Before tuning data loading, establish a performance ceiling by running with --mock-data. This bypasses the data pipeline entirely and shows the maximum throughput your configuration can achieve without any dataloader overhead. The gap between --mock-data performance and real-data performance tells you exactly how much time the dataloader is costing you.

Scaling Characteristics#

Aspect

Behavior

Why it works

Cross-rank contention

None after init

All index files are read-only; numpy.memmap uses OS page cache with no locking

Sampling determinism

All ranks produce the same permutation

Shared numpy.random.RandomState(seed) with epoch-based seed variation

Data-parallel sharding

Each DP rank gets a disjoint subset of samples

No overlap during training; assignment happens in the sampler rather than via extra dataset coordination

Index broadcast

Via shared filesystem, not collectives

Rank 0 writes .npy files; other ranks read them. No explicit torch.distributed.broadcast

Troubleshooting#

Symptom: Training hangs at startup for minutes

  • Likely cause: Rank 0 is building indices while all other ranks wait at the barrier.

  • Fix: Pre-build the cache with tools/prepare_cache.py and enable --dataloader-fast-cache-load.

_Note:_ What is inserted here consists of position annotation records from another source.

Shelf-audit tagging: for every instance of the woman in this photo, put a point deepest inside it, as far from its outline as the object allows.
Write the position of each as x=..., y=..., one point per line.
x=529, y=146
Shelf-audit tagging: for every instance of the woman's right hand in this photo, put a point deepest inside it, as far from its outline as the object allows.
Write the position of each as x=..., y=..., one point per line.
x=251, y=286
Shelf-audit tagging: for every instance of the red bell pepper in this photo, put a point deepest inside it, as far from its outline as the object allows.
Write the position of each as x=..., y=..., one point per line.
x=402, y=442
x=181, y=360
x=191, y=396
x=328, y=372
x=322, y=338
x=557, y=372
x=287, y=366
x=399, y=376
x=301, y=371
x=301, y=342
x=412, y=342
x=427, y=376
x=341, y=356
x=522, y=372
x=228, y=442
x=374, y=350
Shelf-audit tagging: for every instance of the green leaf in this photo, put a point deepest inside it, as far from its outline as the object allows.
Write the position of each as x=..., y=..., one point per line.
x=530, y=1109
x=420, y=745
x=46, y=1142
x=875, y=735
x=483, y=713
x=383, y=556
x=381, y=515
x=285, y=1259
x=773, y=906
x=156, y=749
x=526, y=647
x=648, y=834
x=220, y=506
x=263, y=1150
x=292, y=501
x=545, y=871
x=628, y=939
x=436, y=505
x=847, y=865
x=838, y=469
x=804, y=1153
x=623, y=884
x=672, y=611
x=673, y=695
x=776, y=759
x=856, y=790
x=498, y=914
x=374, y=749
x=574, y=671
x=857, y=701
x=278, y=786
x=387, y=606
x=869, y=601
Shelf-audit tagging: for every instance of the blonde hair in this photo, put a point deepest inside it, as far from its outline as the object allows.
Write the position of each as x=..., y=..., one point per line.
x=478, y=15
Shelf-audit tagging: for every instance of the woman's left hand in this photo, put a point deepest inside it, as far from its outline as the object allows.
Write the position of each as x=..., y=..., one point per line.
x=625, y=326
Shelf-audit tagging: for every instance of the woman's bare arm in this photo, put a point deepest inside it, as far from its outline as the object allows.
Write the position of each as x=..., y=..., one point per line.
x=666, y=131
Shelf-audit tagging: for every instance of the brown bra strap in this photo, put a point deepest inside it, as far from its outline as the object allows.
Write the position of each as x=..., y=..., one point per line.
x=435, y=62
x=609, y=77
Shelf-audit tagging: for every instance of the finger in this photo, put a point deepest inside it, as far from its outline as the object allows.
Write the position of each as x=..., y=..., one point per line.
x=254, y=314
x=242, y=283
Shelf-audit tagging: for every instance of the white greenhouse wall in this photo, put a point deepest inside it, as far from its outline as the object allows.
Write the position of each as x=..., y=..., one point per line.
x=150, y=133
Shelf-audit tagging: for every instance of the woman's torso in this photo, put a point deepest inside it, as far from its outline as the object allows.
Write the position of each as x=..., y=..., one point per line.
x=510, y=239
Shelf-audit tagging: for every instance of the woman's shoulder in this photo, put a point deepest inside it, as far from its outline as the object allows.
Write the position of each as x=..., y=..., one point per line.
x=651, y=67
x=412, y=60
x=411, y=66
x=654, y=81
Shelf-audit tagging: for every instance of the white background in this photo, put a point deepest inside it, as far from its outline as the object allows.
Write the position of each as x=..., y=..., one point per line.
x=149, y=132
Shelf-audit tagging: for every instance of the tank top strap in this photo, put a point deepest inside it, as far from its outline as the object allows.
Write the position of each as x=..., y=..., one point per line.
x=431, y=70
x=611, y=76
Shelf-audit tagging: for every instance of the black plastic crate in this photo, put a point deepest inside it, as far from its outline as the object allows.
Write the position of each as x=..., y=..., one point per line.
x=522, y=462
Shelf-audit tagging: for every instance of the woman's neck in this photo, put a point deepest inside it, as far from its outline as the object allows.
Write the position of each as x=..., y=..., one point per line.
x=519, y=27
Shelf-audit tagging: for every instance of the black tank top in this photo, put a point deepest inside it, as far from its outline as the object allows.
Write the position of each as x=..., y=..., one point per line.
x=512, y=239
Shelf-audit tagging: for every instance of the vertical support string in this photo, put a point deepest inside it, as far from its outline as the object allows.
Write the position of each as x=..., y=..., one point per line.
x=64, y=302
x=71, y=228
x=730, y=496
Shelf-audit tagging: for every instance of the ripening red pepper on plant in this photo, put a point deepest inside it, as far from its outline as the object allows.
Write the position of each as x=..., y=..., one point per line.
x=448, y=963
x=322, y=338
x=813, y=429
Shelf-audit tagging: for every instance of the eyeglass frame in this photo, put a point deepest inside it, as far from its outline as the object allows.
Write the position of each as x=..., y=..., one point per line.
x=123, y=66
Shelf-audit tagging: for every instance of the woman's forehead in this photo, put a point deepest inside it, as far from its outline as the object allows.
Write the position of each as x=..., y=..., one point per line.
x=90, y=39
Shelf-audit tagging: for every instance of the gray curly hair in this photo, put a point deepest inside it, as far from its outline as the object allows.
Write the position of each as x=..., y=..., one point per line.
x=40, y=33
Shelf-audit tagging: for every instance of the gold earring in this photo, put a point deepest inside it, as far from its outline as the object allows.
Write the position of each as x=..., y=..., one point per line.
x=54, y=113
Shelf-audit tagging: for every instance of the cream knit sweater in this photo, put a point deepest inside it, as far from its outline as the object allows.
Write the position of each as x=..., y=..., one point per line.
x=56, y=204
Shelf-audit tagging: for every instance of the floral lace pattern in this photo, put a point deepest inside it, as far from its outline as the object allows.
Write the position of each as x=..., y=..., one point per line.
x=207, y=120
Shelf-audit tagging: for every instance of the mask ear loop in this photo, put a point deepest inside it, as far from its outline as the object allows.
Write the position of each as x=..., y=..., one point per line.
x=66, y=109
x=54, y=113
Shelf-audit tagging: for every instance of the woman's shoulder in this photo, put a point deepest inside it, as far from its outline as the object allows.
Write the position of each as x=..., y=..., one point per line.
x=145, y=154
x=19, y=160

Symptom: Spike in I/O at training start, then normal

  • Likely cause: All ranks simultaneously memory-mapping index files after the barrier.

  • Fix: Enable --dataloader-defer-npy-index-mmap to overlap index loading with training.

Symptom: Slow data loading during training (not just startup)

  • Run with --mock-data to confirm the dataloader is the bottleneck.

  • If startup, not steady-state throughput, is the main issue, try --dataloader-defer-npy-index-mmap.

  • If you are blending many dataset prefixes, try --per-dataset-sequences-path.

  • Test with --no-mmap-bin-files – the optimal setting depends on your filesystem.